Bloomberg Charity Grants Money to Israeli Cities

Tel Aviv and Jerusalem chosen as two out of 14 cities to receive grant money from Bloomberg Philanthropies

Cynthia Blank ,

A view of Jerusalem from the Mount of Olives
A view of Jerusalem from the Mount of Olives
Israel news photo: Flash 90

Michael Bloomberg's charity announced last Monday that it will provide urban innovation grants to Israel's two biggest cities - Tel Aviv and Jerusalem. 

Tel Aviv, located along the Mediterranean in central west Israel, has a population of 414,600 residents. Jerusalem, nestled in the Judean hill in the eastern part of the country, has a population of 801,000. 

Bloomberg, a billionaire businessman and former mayor of New York City, is a staunch supporter of the Jewish state. 

During Operation Protective Edge, Bloomberg flew to Tel Aviv, after the United States' Federal Aviation Administration declared a ban on flights to and from Israel, in an effort to "show solidarity with the Israeli people and to demonstrate that it is safe to fly in and out of Israel.”
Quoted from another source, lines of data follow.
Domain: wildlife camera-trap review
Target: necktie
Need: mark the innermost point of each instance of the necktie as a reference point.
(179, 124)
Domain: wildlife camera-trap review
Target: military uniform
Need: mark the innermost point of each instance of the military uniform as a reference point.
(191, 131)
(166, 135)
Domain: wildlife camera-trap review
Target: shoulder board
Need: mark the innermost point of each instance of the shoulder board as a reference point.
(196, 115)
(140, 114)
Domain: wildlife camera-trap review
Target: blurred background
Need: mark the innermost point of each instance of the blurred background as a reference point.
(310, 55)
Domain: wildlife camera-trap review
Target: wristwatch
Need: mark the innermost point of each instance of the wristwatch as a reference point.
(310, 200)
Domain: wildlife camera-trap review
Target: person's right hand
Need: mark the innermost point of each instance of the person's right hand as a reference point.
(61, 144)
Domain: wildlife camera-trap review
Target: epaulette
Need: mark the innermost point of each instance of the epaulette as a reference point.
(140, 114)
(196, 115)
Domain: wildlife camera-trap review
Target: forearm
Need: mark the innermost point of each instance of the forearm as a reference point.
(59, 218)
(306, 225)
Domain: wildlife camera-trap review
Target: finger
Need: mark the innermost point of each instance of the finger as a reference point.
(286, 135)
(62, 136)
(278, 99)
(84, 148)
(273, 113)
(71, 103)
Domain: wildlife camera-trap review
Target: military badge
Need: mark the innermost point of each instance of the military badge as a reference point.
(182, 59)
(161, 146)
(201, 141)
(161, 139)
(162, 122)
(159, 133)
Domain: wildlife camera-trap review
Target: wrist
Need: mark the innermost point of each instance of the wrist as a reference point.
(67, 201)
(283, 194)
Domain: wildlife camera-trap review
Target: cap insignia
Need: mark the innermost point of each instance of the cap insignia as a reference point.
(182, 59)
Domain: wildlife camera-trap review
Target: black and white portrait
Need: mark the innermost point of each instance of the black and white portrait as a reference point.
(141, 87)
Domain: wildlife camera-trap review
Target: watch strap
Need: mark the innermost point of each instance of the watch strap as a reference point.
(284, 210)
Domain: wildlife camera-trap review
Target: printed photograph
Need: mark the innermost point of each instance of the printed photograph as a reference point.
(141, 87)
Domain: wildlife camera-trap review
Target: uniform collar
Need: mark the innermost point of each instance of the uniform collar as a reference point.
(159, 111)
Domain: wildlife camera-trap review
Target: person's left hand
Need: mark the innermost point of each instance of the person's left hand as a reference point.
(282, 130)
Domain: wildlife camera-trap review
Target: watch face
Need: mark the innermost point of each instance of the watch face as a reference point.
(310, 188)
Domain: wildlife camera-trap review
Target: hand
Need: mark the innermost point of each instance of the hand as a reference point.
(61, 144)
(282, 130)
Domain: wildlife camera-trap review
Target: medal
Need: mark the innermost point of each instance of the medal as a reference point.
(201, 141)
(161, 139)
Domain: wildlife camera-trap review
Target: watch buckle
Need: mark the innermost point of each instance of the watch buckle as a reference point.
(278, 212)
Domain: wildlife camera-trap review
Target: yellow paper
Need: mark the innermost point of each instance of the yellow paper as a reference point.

“Ben Gurion is the best protected airport in the world and El Al flights have been regularly flying in and out of it safely,” Bloomberg said at the time. “The flight restrictions are a mistake that hands Hamas an undeserved victory and should be lifted immediately." 

Jerusalem and Tel Aviv were two out of 14 cities designated to receive grants from Bloomberg Philanthropies for its Innovation Teams program. The grants total $45 million. 

Tel Aviv-Yafo will receive $650,000, while Jerusalem will receive $850,000. They are the first two cities outside of the United States to receive such grants. 

The funds will be used to hire "innovation teams" for three years as part of a program to “improve the capacity of City Halls to effectively design and implement new approaches that improve citizens’ lives - relying on data, open innovation, and strong project and performance management to help mayors address pressing urban challenges,” Bloomberg Philanthropies wrote in a December 15 statement. 

Jerusalem plans to use the new personnel to address issues of poverty and economic development, while Tel Aviv-Yafo will focus its attention on illegal immigration and the high cost of living, according to that same statement.